吉田修平氏は、PS4用ソフト「Ghost of Tsushima」といったタイトルを最後にゲーム制作の立場を離れ、2019年にインディーズ イニシアチブ代表に就任。拡大するインディーコミュニティをサポートする活動に取り組んでいる

「自分の作りたいものを作る」= インディーゲームの意義

 まず吉田氏は、PlayStationが考える「インディーゲーム」の意義について、インディーゲームの制作者の立場として、あるいはゲーム業界としての意味合いを語った。

【インディーゲームの意義】

 インディーゲームの意義において、やはり「自分の作りたいものを作る」というところが1番の意義だと考える吉田氏。パブリッシャーや投資家・クライアントがいてゲームを開発する場合とは異なり、“自分が作りたい”、“自分が面白い”と思うところを信じて作ることができるのが重要であると語った。また、そうやって作られたものが必ずしも最初、周囲からの理解を得られなかったとしても、完成したときには画期的なタイトルになるケースが多々あるとした。

 これに加えて、ディベロッパーとしては作ったゲームのIP(著作権)の所有が可能になる場合が多いことを挙げる。これは非常に重要として、権利者はどのようにタイトル・IPが今後発展していくのか、あるいはタイトルの完成に関して、自分たちが責任をもって決めることができる、自分たちがそのIPの行く末を決めることができるのは非常に大きなことだとした。これはクリエイティブな部分だけでなく、IPを所有しているディベロッパーの価値そのものを大きく上げることに繋がるものと説明した。

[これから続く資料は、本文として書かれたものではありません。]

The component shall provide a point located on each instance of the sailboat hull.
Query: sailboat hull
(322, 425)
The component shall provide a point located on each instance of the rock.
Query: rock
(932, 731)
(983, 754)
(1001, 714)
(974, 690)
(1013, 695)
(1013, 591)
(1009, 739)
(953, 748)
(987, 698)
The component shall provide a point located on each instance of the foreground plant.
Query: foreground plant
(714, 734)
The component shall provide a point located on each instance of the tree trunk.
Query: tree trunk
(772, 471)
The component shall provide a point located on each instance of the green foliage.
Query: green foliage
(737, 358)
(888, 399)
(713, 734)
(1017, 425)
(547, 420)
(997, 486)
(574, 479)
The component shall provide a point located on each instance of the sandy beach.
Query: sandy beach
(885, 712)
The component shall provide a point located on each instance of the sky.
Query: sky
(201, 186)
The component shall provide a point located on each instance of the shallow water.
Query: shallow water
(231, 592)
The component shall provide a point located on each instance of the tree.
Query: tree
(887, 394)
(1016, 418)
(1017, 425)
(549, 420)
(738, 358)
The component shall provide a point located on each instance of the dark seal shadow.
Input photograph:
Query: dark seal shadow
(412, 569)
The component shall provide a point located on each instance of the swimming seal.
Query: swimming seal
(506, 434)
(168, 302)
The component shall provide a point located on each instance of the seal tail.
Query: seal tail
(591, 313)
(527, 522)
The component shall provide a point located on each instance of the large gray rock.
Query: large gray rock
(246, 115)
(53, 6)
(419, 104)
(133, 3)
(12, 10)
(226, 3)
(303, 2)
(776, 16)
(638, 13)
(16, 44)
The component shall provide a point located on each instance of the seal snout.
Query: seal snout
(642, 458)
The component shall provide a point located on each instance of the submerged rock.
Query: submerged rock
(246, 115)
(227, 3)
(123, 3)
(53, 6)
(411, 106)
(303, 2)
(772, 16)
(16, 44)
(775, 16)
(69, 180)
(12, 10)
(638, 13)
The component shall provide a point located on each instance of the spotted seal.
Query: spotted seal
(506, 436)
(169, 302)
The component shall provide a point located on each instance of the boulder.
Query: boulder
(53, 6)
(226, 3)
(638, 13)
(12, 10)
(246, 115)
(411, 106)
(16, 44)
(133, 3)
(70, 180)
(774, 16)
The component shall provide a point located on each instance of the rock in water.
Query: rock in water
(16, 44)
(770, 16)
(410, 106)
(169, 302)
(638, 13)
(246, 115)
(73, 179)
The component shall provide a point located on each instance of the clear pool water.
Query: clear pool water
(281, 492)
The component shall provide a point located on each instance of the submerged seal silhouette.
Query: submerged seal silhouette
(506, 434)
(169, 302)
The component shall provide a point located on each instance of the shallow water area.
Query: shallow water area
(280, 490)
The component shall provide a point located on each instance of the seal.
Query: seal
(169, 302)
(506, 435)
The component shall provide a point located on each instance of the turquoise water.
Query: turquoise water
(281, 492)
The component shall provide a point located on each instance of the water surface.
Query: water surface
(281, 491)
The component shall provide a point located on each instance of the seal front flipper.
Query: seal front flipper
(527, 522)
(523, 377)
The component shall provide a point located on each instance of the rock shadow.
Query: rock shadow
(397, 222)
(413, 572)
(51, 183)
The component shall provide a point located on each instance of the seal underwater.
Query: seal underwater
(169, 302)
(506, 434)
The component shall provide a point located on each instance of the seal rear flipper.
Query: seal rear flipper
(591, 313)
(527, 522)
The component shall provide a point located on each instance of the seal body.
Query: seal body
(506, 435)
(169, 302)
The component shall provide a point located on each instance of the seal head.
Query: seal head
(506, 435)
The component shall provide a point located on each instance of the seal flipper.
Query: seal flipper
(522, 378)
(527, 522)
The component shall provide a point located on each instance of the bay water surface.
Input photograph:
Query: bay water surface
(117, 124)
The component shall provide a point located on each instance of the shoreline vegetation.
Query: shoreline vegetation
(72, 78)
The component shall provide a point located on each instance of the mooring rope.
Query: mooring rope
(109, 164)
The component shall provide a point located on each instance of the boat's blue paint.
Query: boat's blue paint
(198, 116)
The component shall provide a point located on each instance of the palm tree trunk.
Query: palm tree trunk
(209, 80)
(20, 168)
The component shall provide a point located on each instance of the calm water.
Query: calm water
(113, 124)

 さらに自社発売することによって、ユーザーとのダイレクトなコミュニケーションを取ることができるのも強みであるとする。パブリッシャーがサポートしている場合とは異なり、開発中のタイトルをテストしてもらい内容改善を行なったりと、将来のタイトルへのインプットをもらう、自分たちのタイトルの1番のファンとして他のユーザーにプロモーションしてもらうなど、ディベロッパーが自ら重要なコミュニティを育てることができるというのもよい点とした。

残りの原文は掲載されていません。